D - This is a wild fern field. The fern is taller than a tall man and one gets hidden by it. By the distance it looks as a carpet. What a mistake!
E - This used to be covered by delicata plants. We found four isolated plants and just an only one group (they are very dark colored). The many others just vanished, not even a trace was left. The clump, the only one clump left is on a kind of promontory, this explains its survival.
F - Close to the trees we used to see many, many delicata plants, no one was left. the way through the forest is a very dangerous one. The unstable rocks, the trees and their roots, poison  snakes, spiders, mosquitoes and scorpions are also there. It is a true challenge to get there!
G - This is  an area where it is possible to find some very few delicatas. They get less sun and they are bigger. We saw two, just two plants. It used to be many.
H - This is a bushy caponier area and we found no delicata in there.
I-J-N - These are relatively covered areas. Here we  could not get. These are coverd by Sinningias, orchids, begonias (a sun loving fury species), cacti (four species) and shrub. Maybe some delicatas too.
L - This is a depression  to where the Pardo Rivers extends during floods. Trees get the rich  nutrients from the river and we saw many orchids, air plants, peperonias....
M - Native foreste area. We saw Brazilian pine trees there.
O - This is a low quality  cattle but without it  it would be almost impossible to survive there. Milk, cheese, meat, leather...The oxes are the main energy source used in the plantations nearby. 

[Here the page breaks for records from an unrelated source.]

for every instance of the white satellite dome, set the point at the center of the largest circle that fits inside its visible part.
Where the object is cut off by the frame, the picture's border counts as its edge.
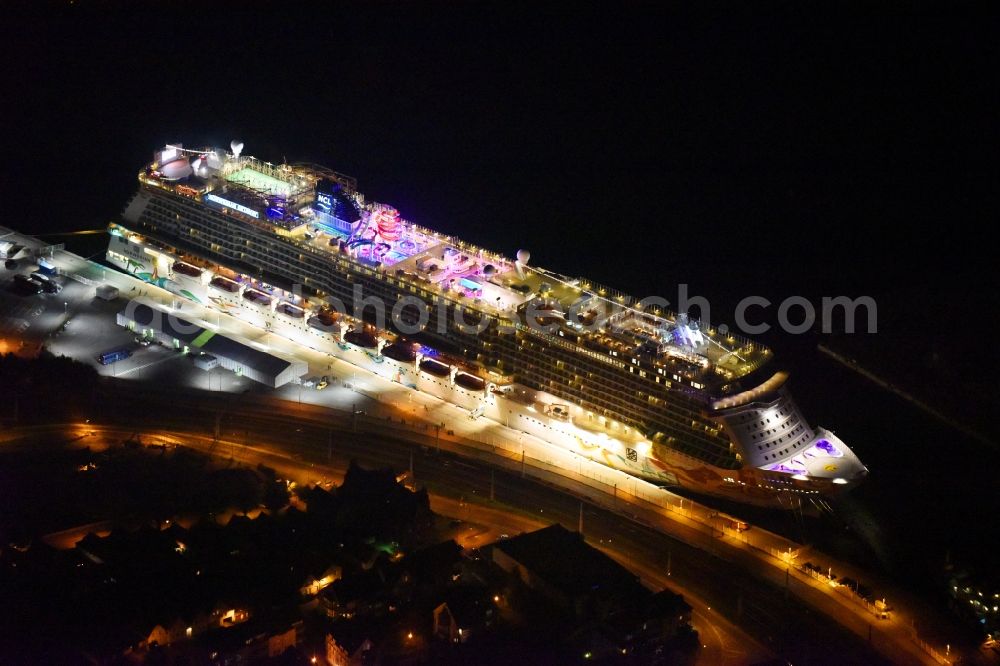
(177, 169)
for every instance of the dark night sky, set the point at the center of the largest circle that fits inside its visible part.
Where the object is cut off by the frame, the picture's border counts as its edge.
(783, 151)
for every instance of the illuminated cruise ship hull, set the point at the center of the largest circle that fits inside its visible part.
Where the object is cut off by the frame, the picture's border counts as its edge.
(515, 406)
(641, 391)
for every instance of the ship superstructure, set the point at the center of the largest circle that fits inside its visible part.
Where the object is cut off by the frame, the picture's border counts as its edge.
(299, 245)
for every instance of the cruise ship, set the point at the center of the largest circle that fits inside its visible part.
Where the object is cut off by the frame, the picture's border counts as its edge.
(296, 249)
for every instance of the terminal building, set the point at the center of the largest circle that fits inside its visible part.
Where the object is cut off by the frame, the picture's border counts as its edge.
(212, 348)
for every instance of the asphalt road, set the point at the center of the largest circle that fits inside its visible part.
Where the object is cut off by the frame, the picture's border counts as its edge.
(740, 618)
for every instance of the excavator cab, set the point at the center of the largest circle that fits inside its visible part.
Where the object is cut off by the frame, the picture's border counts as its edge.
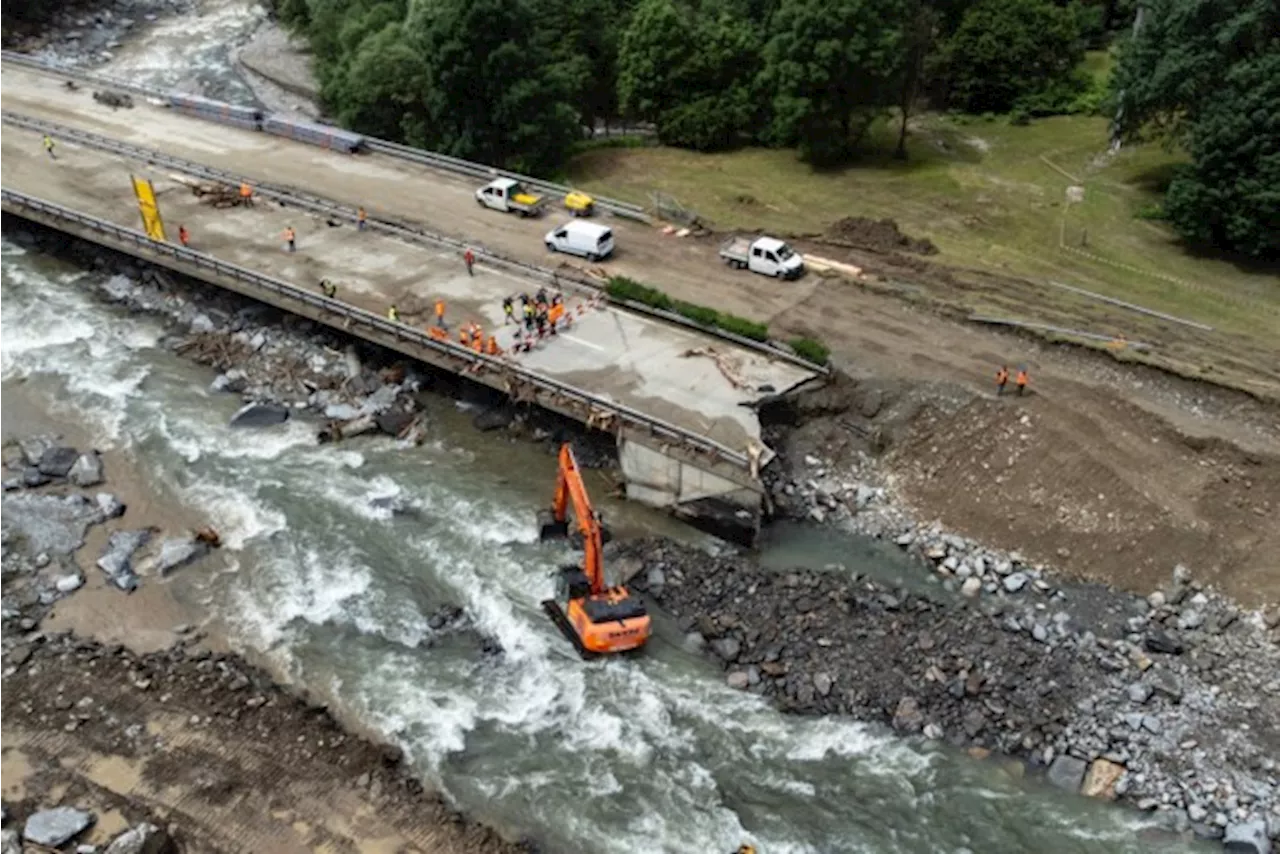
(595, 619)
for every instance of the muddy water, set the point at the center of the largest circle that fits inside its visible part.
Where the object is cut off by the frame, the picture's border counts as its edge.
(653, 754)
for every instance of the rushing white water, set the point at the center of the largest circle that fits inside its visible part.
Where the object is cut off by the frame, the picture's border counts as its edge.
(650, 754)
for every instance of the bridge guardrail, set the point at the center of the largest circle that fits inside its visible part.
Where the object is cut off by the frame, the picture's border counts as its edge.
(624, 412)
(443, 161)
(318, 204)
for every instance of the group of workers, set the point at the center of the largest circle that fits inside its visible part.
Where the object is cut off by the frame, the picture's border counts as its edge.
(1020, 380)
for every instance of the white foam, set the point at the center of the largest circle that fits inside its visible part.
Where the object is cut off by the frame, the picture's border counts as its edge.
(238, 517)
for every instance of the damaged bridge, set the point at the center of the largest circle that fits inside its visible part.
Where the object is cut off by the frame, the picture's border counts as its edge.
(677, 398)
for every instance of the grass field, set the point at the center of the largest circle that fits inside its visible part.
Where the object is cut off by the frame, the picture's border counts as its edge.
(991, 196)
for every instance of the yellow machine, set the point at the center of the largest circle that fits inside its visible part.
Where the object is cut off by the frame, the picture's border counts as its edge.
(579, 204)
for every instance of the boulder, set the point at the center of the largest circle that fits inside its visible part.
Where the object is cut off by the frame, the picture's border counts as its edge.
(58, 461)
(1066, 772)
(494, 419)
(109, 505)
(117, 558)
(727, 648)
(142, 839)
(260, 415)
(394, 421)
(1101, 780)
(55, 827)
(1247, 837)
(87, 470)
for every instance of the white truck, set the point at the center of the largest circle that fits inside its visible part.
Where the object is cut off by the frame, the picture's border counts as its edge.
(763, 255)
(510, 195)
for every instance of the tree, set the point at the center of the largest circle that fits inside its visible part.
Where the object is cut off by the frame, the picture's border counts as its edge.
(1206, 74)
(1006, 50)
(490, 88)
(691, 72)
(833, 65)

These two hills harbour Dyckia delicata. They are separated by the beginings of the Pardo River, here it is just a creek that separates the holy  type hill from the Tomba Bodes.
Above  we see Tomba Bodes Hill. It stays to the left in nature.
Bellow here and to the right in nature is the delicata holy  site in nature, the type form came from this place bellow (2).
Images taken from the narrow dust road.

 1 - A sunny site were white small delicatas live, now almost extinguished.
2 - The first delicata seen came from this bushy area in fact a very dangerous area due to the  fallen rocks. The trees grow amid them.
3 - Here we still see some plants well protect by weevils.
4 - The Pardo River passes here and it is still very narrow for it begins nearby.
5 and 6  - Here are areas were corn , soybean or tabacco are cultivated.
7 - This is by the road side. Some lilliacea grow here.
8 and 8 - Here there are delicatas too.

 Above we are in the  C and D areas of the first picture here shown.